Accuracy and completeness are the touchstones of public company disclosure under the federal securities laws,” Robert Khuzami, director of the S.E.C.’s enforcement division, said in a statement. “Michael Dell and other senior Dell executives fell short of that standard repeatedly over many years, and today they are held accountable.
Dell did not disclose to investors that it was receiving these special payments, which were in the form of rebates that allowed the company to reduce its costs of goods sold and made it look more profitable.

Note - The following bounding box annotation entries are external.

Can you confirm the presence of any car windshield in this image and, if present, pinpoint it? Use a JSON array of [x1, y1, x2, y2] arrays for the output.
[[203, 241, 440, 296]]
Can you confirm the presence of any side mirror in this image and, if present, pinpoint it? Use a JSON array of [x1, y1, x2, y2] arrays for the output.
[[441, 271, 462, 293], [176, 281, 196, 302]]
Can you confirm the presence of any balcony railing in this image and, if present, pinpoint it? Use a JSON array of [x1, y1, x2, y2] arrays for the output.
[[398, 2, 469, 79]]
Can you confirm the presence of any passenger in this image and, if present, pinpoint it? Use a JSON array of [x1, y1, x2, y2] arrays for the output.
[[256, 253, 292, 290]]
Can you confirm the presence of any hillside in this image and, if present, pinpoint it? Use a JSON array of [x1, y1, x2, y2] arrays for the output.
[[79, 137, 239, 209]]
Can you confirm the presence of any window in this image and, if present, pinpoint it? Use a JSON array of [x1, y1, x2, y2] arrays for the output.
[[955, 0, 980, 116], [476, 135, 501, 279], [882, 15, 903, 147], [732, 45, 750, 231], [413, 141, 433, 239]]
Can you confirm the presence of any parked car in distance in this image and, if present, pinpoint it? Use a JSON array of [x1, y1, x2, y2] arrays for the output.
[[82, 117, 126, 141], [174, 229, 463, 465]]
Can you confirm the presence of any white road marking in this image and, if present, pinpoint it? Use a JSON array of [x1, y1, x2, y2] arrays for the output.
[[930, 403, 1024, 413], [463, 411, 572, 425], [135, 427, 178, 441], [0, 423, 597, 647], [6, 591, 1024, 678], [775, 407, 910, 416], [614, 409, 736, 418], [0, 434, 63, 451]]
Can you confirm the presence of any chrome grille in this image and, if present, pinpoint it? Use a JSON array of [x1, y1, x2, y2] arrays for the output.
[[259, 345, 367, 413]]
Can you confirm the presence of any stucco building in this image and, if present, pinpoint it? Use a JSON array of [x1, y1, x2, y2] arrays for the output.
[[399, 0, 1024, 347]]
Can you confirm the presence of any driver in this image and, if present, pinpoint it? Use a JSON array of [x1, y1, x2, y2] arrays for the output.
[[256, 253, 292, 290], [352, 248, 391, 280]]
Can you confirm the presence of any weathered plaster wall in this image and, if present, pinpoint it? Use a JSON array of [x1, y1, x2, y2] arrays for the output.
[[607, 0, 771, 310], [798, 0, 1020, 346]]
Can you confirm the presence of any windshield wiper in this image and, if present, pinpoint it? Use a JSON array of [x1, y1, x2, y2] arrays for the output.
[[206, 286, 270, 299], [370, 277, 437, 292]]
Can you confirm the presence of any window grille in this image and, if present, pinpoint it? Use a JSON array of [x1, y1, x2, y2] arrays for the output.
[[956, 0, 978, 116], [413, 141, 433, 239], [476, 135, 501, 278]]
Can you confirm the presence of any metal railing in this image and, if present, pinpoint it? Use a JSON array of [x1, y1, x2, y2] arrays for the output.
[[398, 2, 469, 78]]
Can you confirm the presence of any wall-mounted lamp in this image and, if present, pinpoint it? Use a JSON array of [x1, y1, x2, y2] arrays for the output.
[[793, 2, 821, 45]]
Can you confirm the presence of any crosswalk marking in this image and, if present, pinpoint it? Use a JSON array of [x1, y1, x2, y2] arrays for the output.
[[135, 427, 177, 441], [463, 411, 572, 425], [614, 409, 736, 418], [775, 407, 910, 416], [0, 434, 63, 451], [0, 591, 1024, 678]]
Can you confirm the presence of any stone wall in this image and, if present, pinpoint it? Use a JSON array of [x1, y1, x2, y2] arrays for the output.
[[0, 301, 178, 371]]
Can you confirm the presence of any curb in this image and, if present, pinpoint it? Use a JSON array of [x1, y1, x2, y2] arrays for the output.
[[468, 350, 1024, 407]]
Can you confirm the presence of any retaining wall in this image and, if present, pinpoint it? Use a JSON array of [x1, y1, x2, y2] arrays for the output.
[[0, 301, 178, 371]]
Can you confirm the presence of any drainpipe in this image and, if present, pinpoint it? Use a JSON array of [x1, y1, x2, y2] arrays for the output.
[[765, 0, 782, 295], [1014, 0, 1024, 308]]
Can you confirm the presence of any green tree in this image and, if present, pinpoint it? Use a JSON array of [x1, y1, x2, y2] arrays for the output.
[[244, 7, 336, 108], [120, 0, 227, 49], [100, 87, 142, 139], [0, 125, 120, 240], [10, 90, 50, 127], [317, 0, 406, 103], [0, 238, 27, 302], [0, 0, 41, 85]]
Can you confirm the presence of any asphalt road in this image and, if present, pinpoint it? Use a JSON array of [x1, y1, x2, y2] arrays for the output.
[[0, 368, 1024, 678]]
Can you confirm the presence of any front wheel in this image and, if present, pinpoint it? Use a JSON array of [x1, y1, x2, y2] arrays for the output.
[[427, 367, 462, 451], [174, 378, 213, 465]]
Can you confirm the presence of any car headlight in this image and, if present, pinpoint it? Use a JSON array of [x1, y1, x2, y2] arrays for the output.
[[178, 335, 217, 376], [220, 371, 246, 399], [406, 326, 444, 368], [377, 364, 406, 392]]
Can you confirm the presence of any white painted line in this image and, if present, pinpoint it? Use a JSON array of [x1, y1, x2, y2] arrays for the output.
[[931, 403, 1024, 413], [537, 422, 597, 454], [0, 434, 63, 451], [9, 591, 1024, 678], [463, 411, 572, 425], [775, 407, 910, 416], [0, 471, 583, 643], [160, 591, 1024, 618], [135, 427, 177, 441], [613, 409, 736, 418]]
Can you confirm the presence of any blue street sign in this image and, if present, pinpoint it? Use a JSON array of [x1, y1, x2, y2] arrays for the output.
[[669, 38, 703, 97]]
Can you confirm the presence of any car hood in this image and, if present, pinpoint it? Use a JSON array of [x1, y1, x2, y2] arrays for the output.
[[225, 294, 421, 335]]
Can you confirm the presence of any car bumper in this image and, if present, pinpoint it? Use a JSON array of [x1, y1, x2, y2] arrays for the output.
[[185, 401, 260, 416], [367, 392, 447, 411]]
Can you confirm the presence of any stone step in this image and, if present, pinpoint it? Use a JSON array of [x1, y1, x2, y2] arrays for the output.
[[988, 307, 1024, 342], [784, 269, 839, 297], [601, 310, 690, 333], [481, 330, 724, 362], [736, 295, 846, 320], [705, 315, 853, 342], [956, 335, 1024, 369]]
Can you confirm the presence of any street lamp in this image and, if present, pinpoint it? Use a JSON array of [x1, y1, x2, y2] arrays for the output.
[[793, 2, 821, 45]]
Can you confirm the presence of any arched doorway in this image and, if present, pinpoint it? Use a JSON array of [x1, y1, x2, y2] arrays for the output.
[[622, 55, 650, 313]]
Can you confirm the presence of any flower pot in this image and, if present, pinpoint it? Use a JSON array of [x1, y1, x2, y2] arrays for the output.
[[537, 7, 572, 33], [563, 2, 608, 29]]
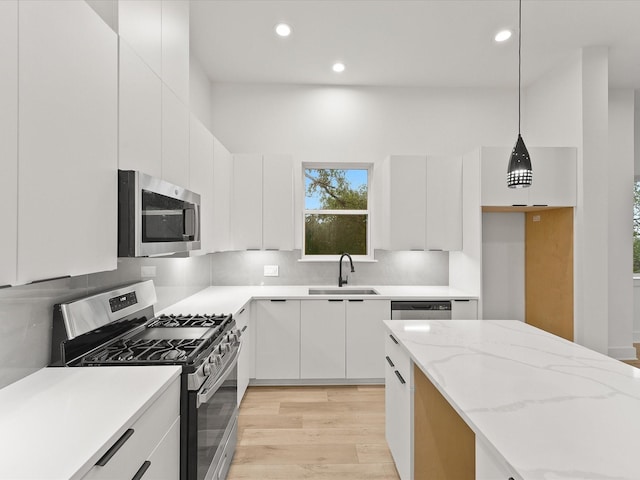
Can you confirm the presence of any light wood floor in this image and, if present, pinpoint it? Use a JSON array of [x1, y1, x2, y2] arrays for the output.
[[227, 385, 399, 480]]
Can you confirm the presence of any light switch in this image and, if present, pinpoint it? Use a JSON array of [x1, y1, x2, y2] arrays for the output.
[[140, 265, 156, 278], [264, 265, 278, 277]]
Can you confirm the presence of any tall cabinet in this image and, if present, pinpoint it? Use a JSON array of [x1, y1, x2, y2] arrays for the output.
[[388, 155, 462, 250], [16, 1, 118, 283], [0, 0, 18, 286]]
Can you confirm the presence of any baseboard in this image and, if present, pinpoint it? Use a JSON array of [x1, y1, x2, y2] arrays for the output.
[[609, 347, 637, 360]]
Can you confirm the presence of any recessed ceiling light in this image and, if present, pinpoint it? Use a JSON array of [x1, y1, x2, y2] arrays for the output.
[[331, 62, 345, 73], [275, 23, 291, 37], [494, 30, 512, 42]]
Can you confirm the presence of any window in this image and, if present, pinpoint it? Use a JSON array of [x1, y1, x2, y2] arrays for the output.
[[302, 164, 371, 257]]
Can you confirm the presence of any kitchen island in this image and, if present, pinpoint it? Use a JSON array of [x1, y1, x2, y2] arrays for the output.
[[385, 320, 640, 480]]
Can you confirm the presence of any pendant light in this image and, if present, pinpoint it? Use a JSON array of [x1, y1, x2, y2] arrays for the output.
[[507, 0, 533, 188]]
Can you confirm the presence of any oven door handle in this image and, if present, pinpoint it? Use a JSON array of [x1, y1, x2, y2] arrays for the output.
[[196, 344, 242, 408]]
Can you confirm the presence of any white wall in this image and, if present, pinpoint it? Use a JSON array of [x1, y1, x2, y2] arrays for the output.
[[608, 90, 636, 359], [211, 84, 517, 249], [189, 55, 213, 133], [482, 212, 525, 321]]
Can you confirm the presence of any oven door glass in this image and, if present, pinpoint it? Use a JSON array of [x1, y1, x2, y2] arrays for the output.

The S.E.C. said Dell failed to disclose a material piece of information to investors.
The S.E.C. said that the company would often seek additional payments from Intel in order to close the gap between its expected results and its earnings targets. In 2004, Kevin Rollins, then Dell’s chief executive, sent an e-mail to Mr. Dell saying that the company had become too dependent on the Intel payments, calling it a strategic “problem.”
But Dell continue taking the Intel payments. On a company conference call a year later, Mr. Rollins attributed the company’s success at meeting Wall Street quarterly estimates to Dell’s execution, failing to mention the Intel payments.
When Dell announced in 2007 that it would start using chips from Advanced Micro Devices in its machines to stay competitive with other computer makers, Intel cut its payments to the company. By then, the Intel payments were equivalent to 76 percent of Dell’s operating income. Dell missed its earnings target that quarter and its stock fell, burning investors who had no idea that the company was receiving money for maintaining this exclusivity arrangement with Intel.
Remember that $100 million set aside in June for such a civil monetary penalty? Yep, this is exactly what it was for, and it’s exactly what Dell is paying out. Additionally, CEO Michael Dell is paying $4 million out of pocket. Lesson learned, right guys?